The Problem: Smart, But Not Thoughtful
Before September 2024, language models were impressive pattern matchers. Ask GPT-4 a question, and it would generate an answer token by token, drawing on statistical patterns learned from training data. Fast, fluent, often correct-but fundamentally reactive rather than deliberate.
This worked well for many tasks. But for problems requiring multi-step reasoning-complex math, intricate coding, scientific analysis-the cracks showed. Models would confidently produce wrong answers, unable to "step back" and verify their logic.
"The key insight was simple: let the model think before it speaks."
- OpenAI Research Team, September 2024
The Breakthrough: o1 Changes Everything
OpenAI o1 Preview Released
OpenAI released o1-preview, a model that "thinks before it speaks." Instead of generating answers immediately, o1 uses chain-of-thought reasoning-spending seconds to minutes working through problems step by step before producing a response.

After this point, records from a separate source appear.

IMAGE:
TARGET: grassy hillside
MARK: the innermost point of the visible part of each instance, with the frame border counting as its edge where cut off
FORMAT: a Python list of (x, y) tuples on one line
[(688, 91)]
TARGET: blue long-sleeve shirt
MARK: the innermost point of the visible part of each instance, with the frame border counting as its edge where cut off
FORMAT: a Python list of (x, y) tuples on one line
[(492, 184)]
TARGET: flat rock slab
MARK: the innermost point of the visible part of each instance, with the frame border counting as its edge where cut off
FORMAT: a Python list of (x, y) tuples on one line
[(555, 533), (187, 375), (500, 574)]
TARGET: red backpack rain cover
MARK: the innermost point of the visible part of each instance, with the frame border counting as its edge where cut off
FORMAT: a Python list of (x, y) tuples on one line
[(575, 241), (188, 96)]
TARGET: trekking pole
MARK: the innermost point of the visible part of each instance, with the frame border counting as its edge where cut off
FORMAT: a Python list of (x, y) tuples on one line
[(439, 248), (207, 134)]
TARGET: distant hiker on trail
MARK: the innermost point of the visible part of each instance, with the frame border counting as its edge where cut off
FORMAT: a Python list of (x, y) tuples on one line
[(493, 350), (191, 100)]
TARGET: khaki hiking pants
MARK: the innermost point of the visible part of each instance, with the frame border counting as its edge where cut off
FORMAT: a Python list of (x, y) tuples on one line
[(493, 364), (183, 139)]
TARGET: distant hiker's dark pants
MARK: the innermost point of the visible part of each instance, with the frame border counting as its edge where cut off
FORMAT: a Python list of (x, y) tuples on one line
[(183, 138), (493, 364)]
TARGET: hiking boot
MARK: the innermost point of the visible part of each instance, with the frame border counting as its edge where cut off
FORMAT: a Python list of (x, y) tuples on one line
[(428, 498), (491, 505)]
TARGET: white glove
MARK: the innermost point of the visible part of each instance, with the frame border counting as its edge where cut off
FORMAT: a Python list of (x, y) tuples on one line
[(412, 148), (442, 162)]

For practitioners: o1 meant AI could now tackle problems previously considered too complex-PhD-level science, competitive programming, mathematical proofs. The paradigm shifted from "generate fast" to "reason correctly."
The results were striking. o1 ranked in the 89th percentile on Codeforces, achieved 83% on AIME (American Invitational Mathematics Exam), and surpassed human PhD experts on the GPQA science benchmark.

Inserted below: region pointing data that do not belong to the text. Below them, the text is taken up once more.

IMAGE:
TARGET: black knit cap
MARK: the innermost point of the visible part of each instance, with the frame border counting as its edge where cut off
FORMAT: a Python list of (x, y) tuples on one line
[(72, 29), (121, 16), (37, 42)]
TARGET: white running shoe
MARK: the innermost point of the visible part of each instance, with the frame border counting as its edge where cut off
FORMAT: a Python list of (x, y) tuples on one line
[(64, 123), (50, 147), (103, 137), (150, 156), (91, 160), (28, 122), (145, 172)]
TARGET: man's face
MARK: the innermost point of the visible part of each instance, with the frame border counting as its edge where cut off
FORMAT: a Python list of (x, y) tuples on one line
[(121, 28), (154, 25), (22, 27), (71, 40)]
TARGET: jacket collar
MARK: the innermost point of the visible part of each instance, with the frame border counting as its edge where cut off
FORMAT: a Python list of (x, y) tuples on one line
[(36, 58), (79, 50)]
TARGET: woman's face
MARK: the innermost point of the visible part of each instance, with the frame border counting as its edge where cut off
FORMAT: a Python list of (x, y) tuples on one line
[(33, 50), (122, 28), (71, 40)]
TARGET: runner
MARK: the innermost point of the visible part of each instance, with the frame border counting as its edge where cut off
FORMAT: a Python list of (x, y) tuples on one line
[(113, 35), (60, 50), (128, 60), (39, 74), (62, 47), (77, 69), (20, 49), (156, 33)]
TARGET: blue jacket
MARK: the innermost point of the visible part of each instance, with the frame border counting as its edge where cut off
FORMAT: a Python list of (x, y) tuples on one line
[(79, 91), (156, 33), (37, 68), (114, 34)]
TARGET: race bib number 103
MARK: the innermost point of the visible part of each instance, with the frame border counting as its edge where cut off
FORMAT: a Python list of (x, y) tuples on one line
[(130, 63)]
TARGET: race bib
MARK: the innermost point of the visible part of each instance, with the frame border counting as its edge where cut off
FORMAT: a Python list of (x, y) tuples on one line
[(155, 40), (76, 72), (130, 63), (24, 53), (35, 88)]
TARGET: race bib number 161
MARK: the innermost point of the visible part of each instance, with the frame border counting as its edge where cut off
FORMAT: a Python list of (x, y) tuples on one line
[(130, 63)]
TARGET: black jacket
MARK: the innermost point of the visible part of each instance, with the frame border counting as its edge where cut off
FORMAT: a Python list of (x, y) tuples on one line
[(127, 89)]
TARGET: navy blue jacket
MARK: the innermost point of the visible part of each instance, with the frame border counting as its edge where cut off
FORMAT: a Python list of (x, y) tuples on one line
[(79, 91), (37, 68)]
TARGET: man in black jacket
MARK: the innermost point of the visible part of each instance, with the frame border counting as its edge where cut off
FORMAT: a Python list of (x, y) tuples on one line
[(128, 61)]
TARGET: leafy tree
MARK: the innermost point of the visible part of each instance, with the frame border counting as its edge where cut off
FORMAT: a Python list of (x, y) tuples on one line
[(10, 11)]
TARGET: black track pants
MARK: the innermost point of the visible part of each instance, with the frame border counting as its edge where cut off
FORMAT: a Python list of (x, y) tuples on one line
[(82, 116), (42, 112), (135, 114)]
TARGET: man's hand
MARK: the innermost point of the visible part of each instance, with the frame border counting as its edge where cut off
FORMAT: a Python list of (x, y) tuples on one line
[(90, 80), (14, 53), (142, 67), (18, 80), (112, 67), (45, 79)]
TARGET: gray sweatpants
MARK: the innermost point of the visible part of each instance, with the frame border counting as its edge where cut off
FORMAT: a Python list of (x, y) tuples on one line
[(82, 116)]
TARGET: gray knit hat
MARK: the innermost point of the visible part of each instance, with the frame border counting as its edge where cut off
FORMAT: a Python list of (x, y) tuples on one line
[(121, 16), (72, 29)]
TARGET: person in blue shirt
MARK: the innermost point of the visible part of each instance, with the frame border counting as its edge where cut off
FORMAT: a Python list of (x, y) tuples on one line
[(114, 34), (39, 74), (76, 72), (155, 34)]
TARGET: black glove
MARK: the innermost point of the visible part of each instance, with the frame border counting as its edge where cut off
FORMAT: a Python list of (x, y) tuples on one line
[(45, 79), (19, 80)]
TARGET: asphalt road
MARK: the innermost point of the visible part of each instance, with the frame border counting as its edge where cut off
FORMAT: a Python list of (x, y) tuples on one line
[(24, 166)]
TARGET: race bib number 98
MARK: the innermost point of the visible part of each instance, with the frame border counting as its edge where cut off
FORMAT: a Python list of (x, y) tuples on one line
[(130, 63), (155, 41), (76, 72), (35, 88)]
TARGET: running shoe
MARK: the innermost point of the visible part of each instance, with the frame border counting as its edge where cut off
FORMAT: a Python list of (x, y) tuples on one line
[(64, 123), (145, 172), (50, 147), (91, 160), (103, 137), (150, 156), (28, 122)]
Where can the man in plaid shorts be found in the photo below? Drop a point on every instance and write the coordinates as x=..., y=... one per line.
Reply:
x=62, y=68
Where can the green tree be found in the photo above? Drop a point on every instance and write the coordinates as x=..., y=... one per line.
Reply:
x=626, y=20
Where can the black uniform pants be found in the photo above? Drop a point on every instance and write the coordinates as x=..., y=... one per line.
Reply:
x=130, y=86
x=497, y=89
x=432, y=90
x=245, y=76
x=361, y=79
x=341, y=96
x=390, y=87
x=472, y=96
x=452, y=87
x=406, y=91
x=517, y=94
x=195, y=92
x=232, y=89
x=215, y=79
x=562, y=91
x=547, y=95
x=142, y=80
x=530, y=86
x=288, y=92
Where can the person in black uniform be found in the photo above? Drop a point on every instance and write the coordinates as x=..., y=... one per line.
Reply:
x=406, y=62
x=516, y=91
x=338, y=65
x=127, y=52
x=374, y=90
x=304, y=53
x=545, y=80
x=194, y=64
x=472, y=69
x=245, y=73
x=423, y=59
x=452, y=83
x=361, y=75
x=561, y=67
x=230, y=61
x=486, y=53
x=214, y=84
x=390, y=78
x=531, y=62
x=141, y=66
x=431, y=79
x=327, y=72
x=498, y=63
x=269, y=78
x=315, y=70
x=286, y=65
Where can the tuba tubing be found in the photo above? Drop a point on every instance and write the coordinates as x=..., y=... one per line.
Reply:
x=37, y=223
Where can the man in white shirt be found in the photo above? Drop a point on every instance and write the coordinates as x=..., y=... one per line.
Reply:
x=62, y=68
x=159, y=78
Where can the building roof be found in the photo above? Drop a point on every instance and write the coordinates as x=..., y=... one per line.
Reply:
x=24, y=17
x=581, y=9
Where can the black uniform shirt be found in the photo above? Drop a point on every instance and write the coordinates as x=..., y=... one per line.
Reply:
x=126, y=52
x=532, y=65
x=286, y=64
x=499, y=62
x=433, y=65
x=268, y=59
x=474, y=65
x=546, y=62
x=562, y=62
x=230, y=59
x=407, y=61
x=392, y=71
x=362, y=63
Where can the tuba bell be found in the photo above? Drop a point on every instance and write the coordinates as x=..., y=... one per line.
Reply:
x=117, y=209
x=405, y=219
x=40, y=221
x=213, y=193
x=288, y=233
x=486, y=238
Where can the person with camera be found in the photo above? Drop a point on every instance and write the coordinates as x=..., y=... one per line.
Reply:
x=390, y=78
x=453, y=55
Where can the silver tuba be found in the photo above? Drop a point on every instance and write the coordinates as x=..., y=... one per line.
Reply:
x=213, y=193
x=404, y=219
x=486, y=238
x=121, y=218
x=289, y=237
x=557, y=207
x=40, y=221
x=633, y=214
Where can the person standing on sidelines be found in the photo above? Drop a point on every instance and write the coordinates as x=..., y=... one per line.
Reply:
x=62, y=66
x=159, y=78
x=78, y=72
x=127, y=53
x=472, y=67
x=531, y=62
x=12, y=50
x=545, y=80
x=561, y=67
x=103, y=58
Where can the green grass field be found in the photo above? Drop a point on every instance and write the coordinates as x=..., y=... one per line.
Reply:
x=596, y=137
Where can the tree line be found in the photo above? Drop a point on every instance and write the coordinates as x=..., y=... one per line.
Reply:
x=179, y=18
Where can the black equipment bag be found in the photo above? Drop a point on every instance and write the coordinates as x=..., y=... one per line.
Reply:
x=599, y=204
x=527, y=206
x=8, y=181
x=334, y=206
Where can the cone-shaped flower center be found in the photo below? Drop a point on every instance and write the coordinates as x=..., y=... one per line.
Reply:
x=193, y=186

But o1 came with tradeoffs. It was slower-deliberately so. It cost more to run. And it introduced a new variable: test-time compute. The more time you gave o1 to think, the better its answers. This was a fundamental departure from the fixed-cost inference of traditional models.
The Sputnik Moment: DeepSeek R1
DeepSeek R1: China's "Sputnik Moment"
DeepSeek, a Chinese AI lab, released R1-an open-source reasoning model matching o1's performance at a fraction of the cost. Training cost: approximately $6 million versus OpenAI's rumored $100M+. The model was immediately available on Hugging Face.
For practitioners: R1 proved that frontier reasoning capabilities don't require frontier budgets. Within 12 months, reasoning would be a commodity- available to any developer, not just those with OpenAI API access.
The impact was immediate and dramatic. Nvidia's stock dropped $500 billion in a single day as investors questioned whether expensive AI infrastructure was truly necessary. The "Sputnik moment" comparison emerged-a sudden realization that the assumed leader might not be as far ahead as believed.
R1's open-source nature accelerated the field. Researchers could study how reasoning emerged. Smaller labs could fine-tune it for specific domains. The reasoning revolution was no longer locked behind a single company's API.
Reasoning Goes Agentic
OpenAI o3 and o4-mini Launch
OpenAI shipped o3 and o4-mini with native agentic capabilities. These models could not only reason through problems but also plan multi-step actions, use tools, and execute complex workflows autonomously.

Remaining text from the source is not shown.